How To End England’s Penalty Shoot Out Woes
Watching England lose to Italy in another penalty shoot out is always draining, particularly as we do it so frequently. I listened to Roy Hodgson being interviewed after the game and whilst he said they had practised penalties and had all done well, he said it was hard to “recreate the tired legs after 120 minutes of play”. I have a solution which could end England’s penalty shoot out woes forever…. possibly.
At the moment the English Premier League does hold most of the England football team. So, if we want England to play better, these players must regularly and consistently practise penalties at the end of every game that they play. Now you could make this happen behind closed doors, but then you would lose the crowd which everyone accepts play a major part in making the penalties so nerve wracking that players miss penalties when behind closed training doors they knock them in regularly.
The Solution
So how about this. At the end of every English Premier League game, after the 90 minutes, there is a new penalty knockout league as well. Every team plays each other twice over the course of the English football season, and every team would have two penalty shoot-outs at the end of each of every game, when their legs are weary and the crowd have stayed behind to watch and cheer/jeer.

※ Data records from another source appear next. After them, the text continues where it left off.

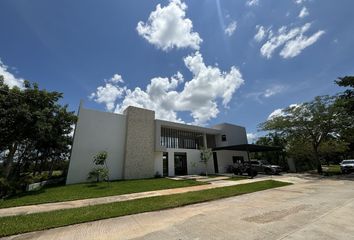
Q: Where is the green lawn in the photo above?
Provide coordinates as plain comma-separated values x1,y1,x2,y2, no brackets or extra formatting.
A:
0,180,291,237
0,178,205,209
229,176,248,181
322,165,341,175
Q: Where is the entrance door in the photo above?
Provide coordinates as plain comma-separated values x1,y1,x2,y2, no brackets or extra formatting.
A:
163,152,168,177
213,152,219,173
174,152,187,175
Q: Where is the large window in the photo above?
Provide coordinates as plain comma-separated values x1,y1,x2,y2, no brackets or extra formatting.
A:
160,127,204,149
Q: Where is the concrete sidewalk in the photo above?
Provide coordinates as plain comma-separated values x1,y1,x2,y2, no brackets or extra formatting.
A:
0,175,304,217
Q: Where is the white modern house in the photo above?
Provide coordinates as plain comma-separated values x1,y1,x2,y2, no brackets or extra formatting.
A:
66,104,272,184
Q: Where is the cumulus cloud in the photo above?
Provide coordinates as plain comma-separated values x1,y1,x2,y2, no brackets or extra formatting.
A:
89,74,126,111
260,23,324,59
136,0,202,51
254,25,267,42
0,60,24,88
225,21,237,36
298,7,309,18
91,52,244,125
246,0,259,7
267,108,284,120
267,104,300,120
247,133,258,143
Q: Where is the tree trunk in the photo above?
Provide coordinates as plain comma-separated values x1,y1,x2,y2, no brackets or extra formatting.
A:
48,159,55,179
313,145,323,174
3,142,18,179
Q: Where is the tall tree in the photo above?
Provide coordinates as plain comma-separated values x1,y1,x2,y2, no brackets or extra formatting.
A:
335,76,354,156
0,76,76,182
259,96,341,174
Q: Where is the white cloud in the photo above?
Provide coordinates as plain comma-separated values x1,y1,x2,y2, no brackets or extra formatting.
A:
259,23,324,59
264,85,286,98
225,21,237,36
280,30,325,58
91,52,244,125
254,25,267,42
246,84,286,102
267,108,284,120
294,0,306,5
298,7,309,18
0,60,24,88
260,23,311,58
267,104,300,120
89,74,126,111
247,133,258,143
136,0,202,51
246,0,259,7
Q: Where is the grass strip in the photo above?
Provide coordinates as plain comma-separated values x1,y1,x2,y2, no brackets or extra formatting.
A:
0,180,291,237
0,178,205,209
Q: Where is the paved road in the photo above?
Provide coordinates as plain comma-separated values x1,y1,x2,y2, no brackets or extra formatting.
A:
3,176,354,240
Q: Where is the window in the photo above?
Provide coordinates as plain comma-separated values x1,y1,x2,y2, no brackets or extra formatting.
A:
221,134,227,142
250,160,260,165
160,127,203,149
233,156,244,164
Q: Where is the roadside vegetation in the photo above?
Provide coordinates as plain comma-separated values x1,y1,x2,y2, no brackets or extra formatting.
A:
0,178,205,209
0,77,77,198
0,180,291,237
255,76,354,174
322,165,341,176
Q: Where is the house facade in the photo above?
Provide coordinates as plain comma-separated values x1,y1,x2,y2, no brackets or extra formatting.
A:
66,105,250,184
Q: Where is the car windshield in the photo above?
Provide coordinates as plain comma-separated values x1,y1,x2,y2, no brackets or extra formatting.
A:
260,160,270,165
342,160,354,164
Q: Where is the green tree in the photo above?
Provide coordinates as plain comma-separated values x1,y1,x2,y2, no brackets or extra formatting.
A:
259,96,341,174
335,76,354,157
335,76,354,113
254,133,287,168
0,77,76,183
88,151,109,182
200,147,212,176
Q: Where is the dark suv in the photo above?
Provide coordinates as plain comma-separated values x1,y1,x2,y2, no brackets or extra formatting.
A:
250,160,282,175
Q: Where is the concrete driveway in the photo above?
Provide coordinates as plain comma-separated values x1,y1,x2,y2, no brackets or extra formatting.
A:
3,175,354,240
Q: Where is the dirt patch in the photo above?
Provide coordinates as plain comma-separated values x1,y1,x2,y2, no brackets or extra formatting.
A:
243,204,310,224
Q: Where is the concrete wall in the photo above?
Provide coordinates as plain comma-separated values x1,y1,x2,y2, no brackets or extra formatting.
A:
212,123,248,147
215,150,249,173
123,107,155,179
66,108,126,184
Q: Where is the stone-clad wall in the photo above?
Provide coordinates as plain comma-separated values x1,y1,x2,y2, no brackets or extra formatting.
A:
123,106,155,179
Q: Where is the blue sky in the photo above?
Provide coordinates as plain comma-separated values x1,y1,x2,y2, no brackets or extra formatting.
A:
1,0,353,142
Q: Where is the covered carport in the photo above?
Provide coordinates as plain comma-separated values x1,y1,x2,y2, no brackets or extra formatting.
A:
211,144,283,174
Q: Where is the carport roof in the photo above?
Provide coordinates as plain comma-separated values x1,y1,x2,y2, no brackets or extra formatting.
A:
212,144,282,152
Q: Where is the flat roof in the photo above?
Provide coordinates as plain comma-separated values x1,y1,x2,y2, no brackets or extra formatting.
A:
155,119,221,134
213,144,282,152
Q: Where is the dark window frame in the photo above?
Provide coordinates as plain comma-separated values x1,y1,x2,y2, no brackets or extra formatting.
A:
221,134,227,142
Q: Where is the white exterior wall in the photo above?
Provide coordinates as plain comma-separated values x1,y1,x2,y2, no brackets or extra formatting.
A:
154,152,163,176
154,149,215,176
213,123,248,147
66,108,126,184
216,150,249,173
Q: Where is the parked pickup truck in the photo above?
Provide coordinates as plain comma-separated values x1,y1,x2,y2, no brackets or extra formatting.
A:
340,159,354,174
250,160,282,175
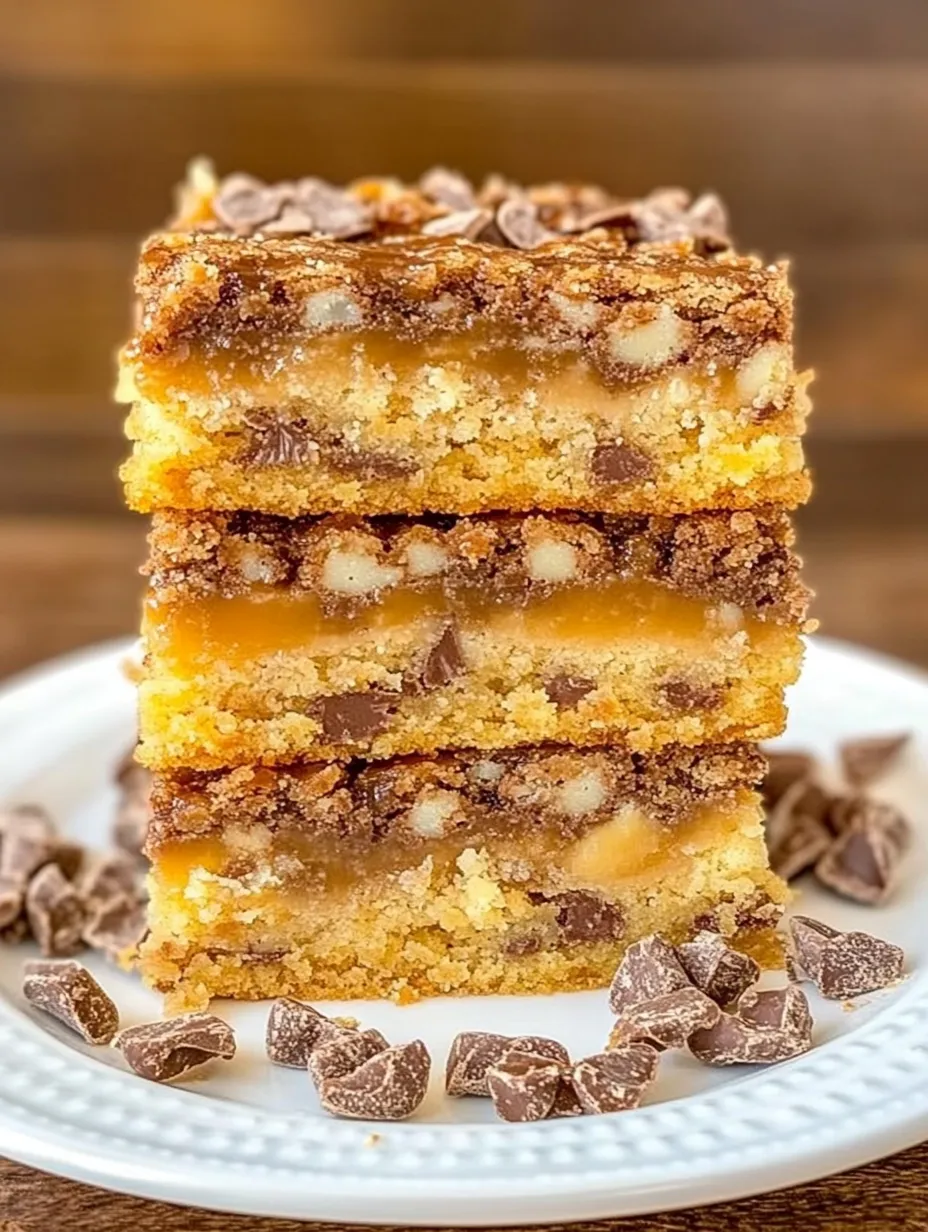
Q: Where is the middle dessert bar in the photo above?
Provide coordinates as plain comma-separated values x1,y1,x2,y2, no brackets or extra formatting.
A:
138,507,810,768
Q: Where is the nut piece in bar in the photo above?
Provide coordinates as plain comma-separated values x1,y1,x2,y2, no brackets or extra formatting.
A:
608,986,720,1051
764,780,834,881
266,997,333,1067
25,864,86,957
814,799,910,905
839,733,910,788
675,930,760,1006
789,915,905,1000
608,934,691,1016
318,1039,430,1121
445,1031,568,1096
23,959,119,1045
571,1044,660,1114
308,1028,390,1085
762,749,817,809
486,1051,564,1122
688,986,813,1066
115,1012,236,1082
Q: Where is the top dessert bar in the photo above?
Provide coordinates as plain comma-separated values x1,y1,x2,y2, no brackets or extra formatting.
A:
118,163,811,518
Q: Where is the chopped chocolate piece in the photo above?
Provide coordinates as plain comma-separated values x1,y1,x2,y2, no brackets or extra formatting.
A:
445,1031,514,1097
419,167,476,211
308,1027,390,1085
840,733,910,788
765,780,834,881
82,894,147,959
292,178,374,240
319,1039,430,1120
77,852,142,907
115,1012,236,1082
421,624,465,690
544,674,594,709
260,204,315,235
660,677,724,714
608,934,691,1017
325,441,419,480
509,1036,570,1066
688,1003,812,1066
487,1051,563,1122
789,915,905,1000
25,864,86,957
609,986,720,1051
266,997,331,1068
113,767,151,858
494,198,557,250
814,798,909,904
23,959,119,1045
676,930,760,1007
548,1077,585,1118
0,879,23,930
244,416,318,468
547,891,625,944
762,749,816,808
737,985,812,1037
571,1044,659,1114
212,173,284,232
0,805,56,886
421,208,492,240
319,692,396,742
590,442,655,485
51,841,84,882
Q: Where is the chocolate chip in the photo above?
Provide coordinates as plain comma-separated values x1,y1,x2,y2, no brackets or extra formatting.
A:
293,179,374,240
82,894,147,959
23,959,119,1045
25,864,86,957
765,780,834,881
839,733,910,787
213,173,286,232
509,1035,570,1066
571,1044,659,1114
319,692,397,743
762,749,816,808
487,1051,563,1122
445,1031,515,1096
419,168,476,211
494,199,557,250
308,1027,390,1085
688,1002,812,1066
113,765,150,858
590,443,655,485
77,852,142,907
547,891,625,944
610,985,721,1051
325,440,419,480
0,880,23,930
814,798,909,904
0,805,57,887
244,415,318,467
421,624,465,690
608,934,691,1017
318,1039,430,1120
261,204,316,235
544,674,594,709
737,985,813,1036
659,677,724,713
789,915,905,1000
116,1014,236,1082
265,997,332,1067
421,208,493,240
676,931,760,1007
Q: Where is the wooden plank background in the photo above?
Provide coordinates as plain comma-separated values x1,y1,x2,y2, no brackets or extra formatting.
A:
0,3,926,1226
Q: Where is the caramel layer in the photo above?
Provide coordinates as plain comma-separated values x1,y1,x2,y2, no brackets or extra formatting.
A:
144,577,769,673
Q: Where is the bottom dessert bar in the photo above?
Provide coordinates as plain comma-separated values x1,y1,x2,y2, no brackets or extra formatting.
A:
140,743,787,1010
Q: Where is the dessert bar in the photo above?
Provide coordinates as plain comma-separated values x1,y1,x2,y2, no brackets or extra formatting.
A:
137,508,810,768
119,166,810,518
138,742,785,1009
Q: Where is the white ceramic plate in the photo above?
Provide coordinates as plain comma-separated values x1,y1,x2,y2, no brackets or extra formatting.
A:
0,636,925,1224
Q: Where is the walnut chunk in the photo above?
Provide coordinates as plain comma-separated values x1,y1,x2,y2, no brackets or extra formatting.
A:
321,549,402,597
735,342,792,407
606,305,688,368
526,539,578,584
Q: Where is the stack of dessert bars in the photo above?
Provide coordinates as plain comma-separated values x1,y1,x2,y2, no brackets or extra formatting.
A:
118,164,812,1011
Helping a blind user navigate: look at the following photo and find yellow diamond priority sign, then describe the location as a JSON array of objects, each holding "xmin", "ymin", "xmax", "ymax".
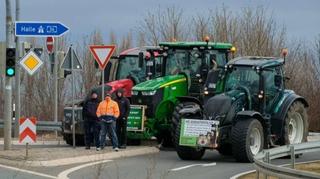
[{"xmin": 20, "ymin": 50, "xmax": 43, "ymax": 75}]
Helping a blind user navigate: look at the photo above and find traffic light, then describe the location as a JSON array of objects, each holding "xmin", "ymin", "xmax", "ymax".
[{"xmin": 6, "ymin": 48, "xmax": 16, "ymax": 77}]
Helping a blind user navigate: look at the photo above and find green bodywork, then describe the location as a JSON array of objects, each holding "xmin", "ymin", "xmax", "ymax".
[{"xmin": 127, "ymin": 41, "xmax": 233, "ymax": 140}]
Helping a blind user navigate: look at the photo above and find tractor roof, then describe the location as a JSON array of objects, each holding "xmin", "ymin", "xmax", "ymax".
[
  {"xmin": 228, "ymin": 56, "xmax": 284, "ymax": 69},
  {"xmin": 120, "ymin": 46, "xmax": 160, "ymax": 56},
  {"xmin": 159, "ymin": 41, "xmax": 232, "ymax": 50}
]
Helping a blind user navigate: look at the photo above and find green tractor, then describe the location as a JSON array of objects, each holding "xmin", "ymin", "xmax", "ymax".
[
  {"xmin": 175, "ymin": 55, "xmax": 309, "ymax": 162},
  {"xmin": 128, "ymin": 41, "xmax": 235, "ymax": 146}
]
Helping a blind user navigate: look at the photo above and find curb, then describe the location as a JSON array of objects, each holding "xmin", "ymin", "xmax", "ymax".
[{"xmin": 26, "ymin": 146, "xmax": 159, "ymax": 167}]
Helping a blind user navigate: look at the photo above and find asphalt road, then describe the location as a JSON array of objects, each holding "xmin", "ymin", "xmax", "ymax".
[{"xmin": 0, "ymin": 148, "xmax": 319, "ymax": 179}]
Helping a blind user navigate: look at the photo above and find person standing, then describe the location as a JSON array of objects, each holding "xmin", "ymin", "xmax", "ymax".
[
  {"xmin": 82, "ymin": 91, "xmax": 100, "ymax": 150},
  {"xmin": 96, "ymin": 93, "xmax": 120, "ymax": 151},
  {"xmin": 115, "ymin": 89, "xmax": 130, "ymax": 149}
]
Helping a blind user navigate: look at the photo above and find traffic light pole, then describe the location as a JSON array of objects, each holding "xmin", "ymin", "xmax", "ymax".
[
  {"xmin": 14, "ymin": 0, "xmax": 21, "ymax": 138},
  {"xmin": 4, "ymin": 0, "xmax": 14, "ymax": 150}
]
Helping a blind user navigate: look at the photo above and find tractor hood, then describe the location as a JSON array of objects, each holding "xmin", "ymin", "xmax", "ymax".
[
  {"xmin": 133, "ymin": 75, "xmax": 186, "ymax": 91},
  {"xmin": 106, "ymin": 79, "xmax": 134, "ymax": 97},
  {"xmin": 204, "ymin": 90, "xmax": 247, "ymax": 124}
]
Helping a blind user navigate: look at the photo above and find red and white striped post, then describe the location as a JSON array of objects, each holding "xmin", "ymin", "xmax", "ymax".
[{"xmin": 19, "ymin": 117, "xmax": 37, "ymax": 159}]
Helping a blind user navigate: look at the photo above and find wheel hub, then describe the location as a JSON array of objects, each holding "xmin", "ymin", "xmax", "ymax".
[
  {"xmin": 249, "ymin": 128, "xmax": 262, "ymax": 155},
  {"xmin": 288, "ymin": 112, "xmax": 304, "ymax": 144}
]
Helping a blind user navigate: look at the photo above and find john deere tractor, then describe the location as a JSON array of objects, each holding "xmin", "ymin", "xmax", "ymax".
[
  {"xmin": 128, "ymin": 41, "xmax": 234, "ymax": 146},
  {"xmin": 175, "ymin": 56, "xmax": 308, "ymax": 162}
]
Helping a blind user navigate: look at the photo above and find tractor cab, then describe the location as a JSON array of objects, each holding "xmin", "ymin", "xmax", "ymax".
[
  {"xmin": 223, "ymin": 57, "xmax": 285, "ymax": 114},
  {"xmin": 160, "ymin": 42, "xmax": 233, "ymax": 98},
  {"xmin": 106, "ymin": 46, "xmax": 162, "ymax": 97}
]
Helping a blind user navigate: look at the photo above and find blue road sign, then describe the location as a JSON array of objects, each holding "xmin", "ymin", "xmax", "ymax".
[{"xmin": 15, "ymin": 21, "xmax": 69, "ymax": 37}]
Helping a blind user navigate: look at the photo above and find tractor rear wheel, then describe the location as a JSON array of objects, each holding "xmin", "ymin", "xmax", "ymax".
[
  {"xmin": 175, "ymin": 120, "xmax": 205, "ymax": 160},
  {"xmin": 217, "ymin": 142, "xmax": 232, "ymax": 156},
  {"xmin": 64, "ymin": 134, "xmax": 85, "ymax": 146},
  {"xmin": 280, "ymin": 101, "xmax": 308, "ymax": 145},
  {"xmin": 231, "ymin": 118, "xmax": 264, "ymax": 162}
]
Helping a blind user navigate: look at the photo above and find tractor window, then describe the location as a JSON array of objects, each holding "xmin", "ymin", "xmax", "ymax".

It would turn otherwise dull nil nil games into something to stay behind for. People who otherwise would have paid £50 a ticket to see no goals would now know that even if there were no goals during the game they would be guaranteed some in the penalty shoot out (well at least one out of 10 should go in).
England players would practise every week for a year before the next World Cup (it could start in the 2013/2014 season to give time for the Premier League to find sponsors (Red Bull seems an obvious one)) and it would finally allow England players to practise penalties in the tense environment they face in European and World Cup tournaments.
So what do you say FA and the Premier League? An opportunity to make more money from sponsorship, to improve the value per ticket for the fans, and most of all increase the chances of one day England winning only their second competitive penalty shoot out?